Heat exhaustion is a serious condition in which the body overheats and is depleted of water and electrolytes.

There are Three Different Heat-Related Illnesses

Heat-related illnesses are caused by the elevation of the core body temperature above the body’s average of 98.6 degrees Fahrenheit.

1. Heat Cramps

Heat cramps are spasms in the muscles brought on by excessive heat. They are thought to be tied to the body’s electrolytes. Sweating causes people to shed electrolytes, which may provoke muscle twitching or cramping. Heat cramps are not a serious condition, although they can be rather painful. They can be treated by spending time in a cool area, drinking water, and eating foods that contain salt and potassium.

2. Heat Exhaustion

Heat exhaustion is a more serious condition produced by having an elevated temperature. It is usually accompanied by dehydration. People suffering from heat exhaustion usually develop the condition through physical exertion during hot and humid weather. Failure to get to a cooler place to treat the heat exhaustion may cause the illness to progress to heat stroke.

3. Heat Stroke

Heat stroke is an extremely serious condition caused by the body’s failure to regulate its temperature. Heat stroke can damage internal organs or even cause death. There are two types of heat stroke. Non-exertional heatstroke occurs just by virtue of being in an extremely hot environment. Exertional heatstroke is caused by strenuous physical activity in hot weather. Exertional heatstroke may occur in conditions that would not cause heatstroke to resting individuals.

What Are the Symptoms of Heat Exhaustion?

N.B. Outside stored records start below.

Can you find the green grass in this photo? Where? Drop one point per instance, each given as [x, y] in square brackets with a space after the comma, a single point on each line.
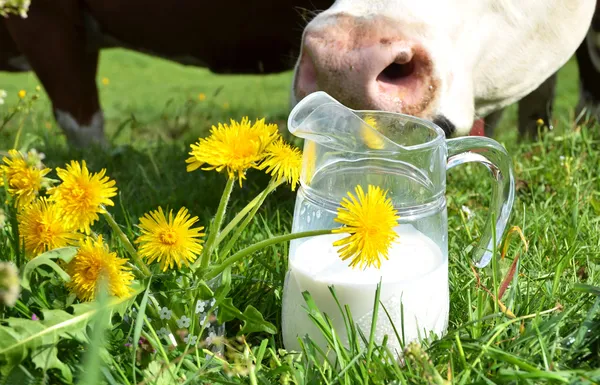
[554, 337]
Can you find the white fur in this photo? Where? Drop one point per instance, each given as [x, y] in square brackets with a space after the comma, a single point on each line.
[79, 134]
[487, 53]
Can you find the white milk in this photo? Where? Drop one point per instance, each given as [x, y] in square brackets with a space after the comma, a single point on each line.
[415, 275]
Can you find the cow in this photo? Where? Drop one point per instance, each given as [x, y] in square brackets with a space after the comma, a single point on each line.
[60, 40]
[451, 62]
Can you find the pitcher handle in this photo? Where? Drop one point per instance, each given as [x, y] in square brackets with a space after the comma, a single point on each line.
[492, 155]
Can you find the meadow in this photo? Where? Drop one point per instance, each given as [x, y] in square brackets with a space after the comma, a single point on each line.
[544, 327]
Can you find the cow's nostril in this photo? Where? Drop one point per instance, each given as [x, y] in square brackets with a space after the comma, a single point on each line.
[396, 71]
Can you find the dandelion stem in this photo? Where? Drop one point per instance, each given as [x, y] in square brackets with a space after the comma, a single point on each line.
[127, 244]
[257, 201]
[216, 225]
[238, 232]
[261, 245]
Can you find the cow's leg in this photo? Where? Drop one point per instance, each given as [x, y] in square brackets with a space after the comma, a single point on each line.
[53, 39]
[537, 105]
[588, 61]
[492, 121]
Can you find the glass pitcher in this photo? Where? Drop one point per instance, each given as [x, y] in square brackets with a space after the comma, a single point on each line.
[408, 157]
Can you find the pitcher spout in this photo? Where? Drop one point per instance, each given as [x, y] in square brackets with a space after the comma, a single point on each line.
[322, 119]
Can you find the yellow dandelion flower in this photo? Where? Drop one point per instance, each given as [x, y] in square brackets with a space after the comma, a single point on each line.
[81, 195]
[169, 241]
[24, 180]
[283, 162]
[234, 148]
[42, 228]
[370, 219]
[371, 139]
[93, 262]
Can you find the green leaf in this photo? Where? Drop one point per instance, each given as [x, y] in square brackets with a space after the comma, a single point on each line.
[254, 322]
[65, 254]
[48, 359]
[227, 311]
[23, 337]
[139, 323]
[204, 291]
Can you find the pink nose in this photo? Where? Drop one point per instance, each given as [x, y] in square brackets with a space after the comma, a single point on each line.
[366, 64]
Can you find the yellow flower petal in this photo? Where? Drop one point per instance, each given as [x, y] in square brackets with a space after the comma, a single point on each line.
[82, 194]
[283, 161]
[370, 220]
[94, 262]
[42, 228]
[233, 148]
[24, 180]
[170, 241]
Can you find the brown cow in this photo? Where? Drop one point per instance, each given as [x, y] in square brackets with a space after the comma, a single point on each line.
[61, 40]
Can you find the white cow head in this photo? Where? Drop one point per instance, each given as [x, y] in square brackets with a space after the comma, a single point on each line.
[448, 61]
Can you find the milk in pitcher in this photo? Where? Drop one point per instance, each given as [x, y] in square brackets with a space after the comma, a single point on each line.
[414, 290]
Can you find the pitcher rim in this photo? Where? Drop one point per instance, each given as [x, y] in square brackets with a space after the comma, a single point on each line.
[440, 134]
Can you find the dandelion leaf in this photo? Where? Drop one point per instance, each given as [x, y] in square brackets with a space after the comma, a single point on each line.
[252, 319]
[21, 338]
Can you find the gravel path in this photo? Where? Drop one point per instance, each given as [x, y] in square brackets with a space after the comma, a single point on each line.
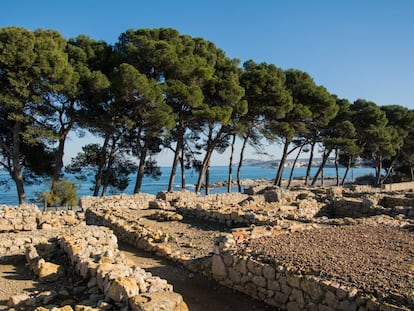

Heat exhaustion symptoms are varied. If you or someone you know experiences any of these, it is important to get them to a cooler environment.

  • Profuse sweating
  • Confusion, dizziness, or fainting.
  • Muscle cramps
  • Rapid Heartbeat
  • Headache
  • Pale, moist skin.
  • Nausea
  • Fatigue

How is Heat Exhaustion Treated?

The easiest way to treat heat exhaustion is to move the affected individual to a cooler environment. They should be offered water in order to rehydrate. An electrolyte filled drink such as Gatorade may be even better. They should also stop physical activity and rest.

Ice packs and fans are both useful for treating someone under the effects of heat exhaustion.

Removing unnecessary clothing can help the person cool down. Alternatively, a cold shower or spraying them with a hose outdoors can cool them off quickly.

If a person suffering from heat exhaustion and either faints or is unable to drink, call 911 immediately. You should also call 911 if symptoms worsen despite efforts to cool down the affected individual.

What Are the Symptoms of Heat Stroke?

Heat stroke symptoms do not necessarily mirror all of the symptoms of heat exhaustion. Knowing the difference can help save a life.

  • High body temperature. Heat stroke is defined as having a temperature above 104 degrees Fahrenheit.
  • Altered mental states. Heat stroke is usually accompanied by confusion, agitation, delirium, dizziness, and light-headedness.
  • Red, flushed skin.
  • A lack of sweating. Under heat stroke the body generally stops sweating despite the heat.
  • Throbbing headache.
  • Racing heat beat.
  • Nausea and Vomiting.
  • Rapid, shallow breathing.
  • Fainting and unconsciousness.

How is Heat Stroke Treated?

The first thing to do if you suspect a person is suffering from heat stroke is to call 911. Heat stroke is a lethal medical condition that can cause organ failure. Do not hesitate. Delaying in getting emergency assistance may cost someone their life.

While waiting for emergency assistance to arrive, it is important to attempt to cool the affected individual as quickly as possible. Remove all unnecessary clothing from the individual. An ice water bath is the most direct way to cool down someone affected by heat stroke.

Alternatively, spraying cold water on them can help, especially if an electronic fan is available to evaporate the water off of them. Placing ice packs on a person can also be of use.

How to Prevent Heat Exhaustion and Heat Stroke

The best way to deal with heat-related illnesses is to prevent them altogether.

Wear loose, lightweight clothing during very hot weather. Loose clothing is better as tight clothes makes it harder for the body to get rid of excess heat.

Stay hydrated. Drink plenty of fluids, especially water and sports drinks with essential electrolytes.

Schedule outdoor activities during the cooler parts of the day, such as morning or afternoon. If you must be outside during the hottest part of the day, take it easy. Drink extra water and take frequent breaks in a cooler environment.

Apply sunscreen before being outside during very hot weather. Sunburn affects the body’s ability to regulate temperature.

Do not drink caffeine or alcohol before or during activities in very hot weather. Both can leech fluids from the body.

Be careful if you are not used to hot weather. People who are used to colder environments may need to acclimate before engaging in physical activity in hot weather.

Finally, make sure that senior citizens that you know have access to a functioning air conditioner. Many people who die of heat stroke are elderly, because their air conditioner malfunctions. Make sure they have someone to call should they need repairs.